As an extended example of multimedia, consider the Jurassic Park and Back to the Future rides at Disney World. Here, computer technology takes multimedia two steps further. First, it hides the computer from view, and second, it incorporates the sense of touch. You feel these rides as much as you hear or see them. To a lesser degree, three-dimensional games such as Doom accomplish the same goal, although the "touch" in this case tends to be nausea.

The Internet has been home to multimedia -- graphics, animation, and sound files -- for years and years. But because graphics, animation, and sound files are so large, often several megabytes in size, they take a great deal of time (not to mention disk space) to download. For this reason, their availability has been sharply limited for regular users. Let's face it, hearing Bill Clinton's voice welcome you to the White House Web site is mighty cute, but it's hardly worth the four-minute download time with a 14.4 Kbps modem. One possible vision of hell is being forced to listen to the Watergate hearings in their entirety through the World Wide Web and a 14.4 Kbps modem. Or the Lincoln-Douglas debates. Or, God help us, the O. J. trial.

Figure 2
Figure 1-2: The White House Web site

To us, true multimedia means, in part, being able to do all those things that you can already do, but without the interminable waiting. Multimedia is supposed to be an interactive endeavor, but for now Internet multimedia isn't interactive; it's click-and-wait. True multimedia will deliver information fast enough that you won't have time to -- or want to -- go for coffee while that speech is transmitted to your computer.

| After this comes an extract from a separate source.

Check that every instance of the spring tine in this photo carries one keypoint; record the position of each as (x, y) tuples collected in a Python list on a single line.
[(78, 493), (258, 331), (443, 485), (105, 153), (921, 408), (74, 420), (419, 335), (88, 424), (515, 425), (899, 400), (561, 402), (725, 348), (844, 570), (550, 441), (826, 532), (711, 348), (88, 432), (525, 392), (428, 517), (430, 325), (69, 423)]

The intertwining of multimedia and the Internet (slowly and irrevocably) makes sense. People like multimedia on their computers. It's engaging, entertaining, and often makes otherwise complex computers a little easier to use. Certainly it works: Some multimedia educational CD-ROMs are meant to be enjoyed by children who are barely old enough to walk. The Internet, once an ugly, text-only system, certainly needed some pictures, sound, and point-and-click simplicity to make it understandable to the masses.

Figure 3
Figure 1-3: Multimedia CD-ROMs educate and entertain children and adults.

For example, a few years ago, using the Internet to find the weather forecast meant knowing how to log into a mainframe or minicomputer, remembering how to telnet to a remote computer (undoubtedly one that had an obscure, hard-to-type name), and navigating a series of text-based menus or prompts. You could get the forecast pretty quickly once you got good at the process, but the exercise wasn't for the faint of heart or computer shy.

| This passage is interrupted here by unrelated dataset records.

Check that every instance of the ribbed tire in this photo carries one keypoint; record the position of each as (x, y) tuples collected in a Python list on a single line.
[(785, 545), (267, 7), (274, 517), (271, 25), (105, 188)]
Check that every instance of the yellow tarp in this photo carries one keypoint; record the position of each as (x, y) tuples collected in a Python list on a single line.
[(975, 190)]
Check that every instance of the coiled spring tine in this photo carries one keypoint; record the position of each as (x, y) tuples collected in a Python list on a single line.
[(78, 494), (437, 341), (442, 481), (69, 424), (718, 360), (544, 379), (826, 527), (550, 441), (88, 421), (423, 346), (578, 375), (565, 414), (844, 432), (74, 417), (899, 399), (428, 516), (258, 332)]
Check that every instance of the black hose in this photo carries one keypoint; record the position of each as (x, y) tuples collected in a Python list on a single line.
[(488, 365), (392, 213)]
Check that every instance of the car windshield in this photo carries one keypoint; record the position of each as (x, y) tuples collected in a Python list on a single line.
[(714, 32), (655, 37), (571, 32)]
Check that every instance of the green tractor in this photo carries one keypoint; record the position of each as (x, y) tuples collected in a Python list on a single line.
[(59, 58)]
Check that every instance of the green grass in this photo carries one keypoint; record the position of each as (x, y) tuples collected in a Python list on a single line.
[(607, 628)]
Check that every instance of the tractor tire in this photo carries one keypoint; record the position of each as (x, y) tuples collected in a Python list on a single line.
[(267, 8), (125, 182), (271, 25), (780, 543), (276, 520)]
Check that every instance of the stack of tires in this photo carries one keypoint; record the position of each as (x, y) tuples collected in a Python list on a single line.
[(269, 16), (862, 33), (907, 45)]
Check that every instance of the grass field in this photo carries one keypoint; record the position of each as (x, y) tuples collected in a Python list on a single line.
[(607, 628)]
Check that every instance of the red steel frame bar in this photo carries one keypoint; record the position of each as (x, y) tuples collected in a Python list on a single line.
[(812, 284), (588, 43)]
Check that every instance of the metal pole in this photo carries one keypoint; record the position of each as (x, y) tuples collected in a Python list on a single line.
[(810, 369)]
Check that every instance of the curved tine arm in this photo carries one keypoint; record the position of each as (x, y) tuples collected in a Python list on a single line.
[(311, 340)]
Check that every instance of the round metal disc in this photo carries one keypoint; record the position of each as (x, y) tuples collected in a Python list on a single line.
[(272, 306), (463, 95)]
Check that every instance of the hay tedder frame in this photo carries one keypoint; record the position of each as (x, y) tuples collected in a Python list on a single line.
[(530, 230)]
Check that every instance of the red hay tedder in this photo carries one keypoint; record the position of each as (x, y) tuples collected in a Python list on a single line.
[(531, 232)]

Figure 1-4: Getting the weather, the old way.

Today, all you need to do to get the weather forecast is launch a World Wide Web browser and click on a "hotlist" item. Voila! You are greeted not with a lengthy description of weather trends but with a pictorial map of the weather situation. This example is only the beginning of how multimedia is changing the Internet. Consumer products and services, such as Mosaic in a Box and America Online, are making the Net still easier for all to enjoy.

Figure 5
Figure 1-5: Getting the weather, the multimedia way.

Most people would agree that the advent of multimedia on the Internet is a change for the better, although longtime users (in Internet parlance, that's anyone who has been online for more than three months) may contend that the Internet's newfound ease of use is making Cyberspace a wee bit crowded for their tastes. Still, multimedia on the Internet is here to stay.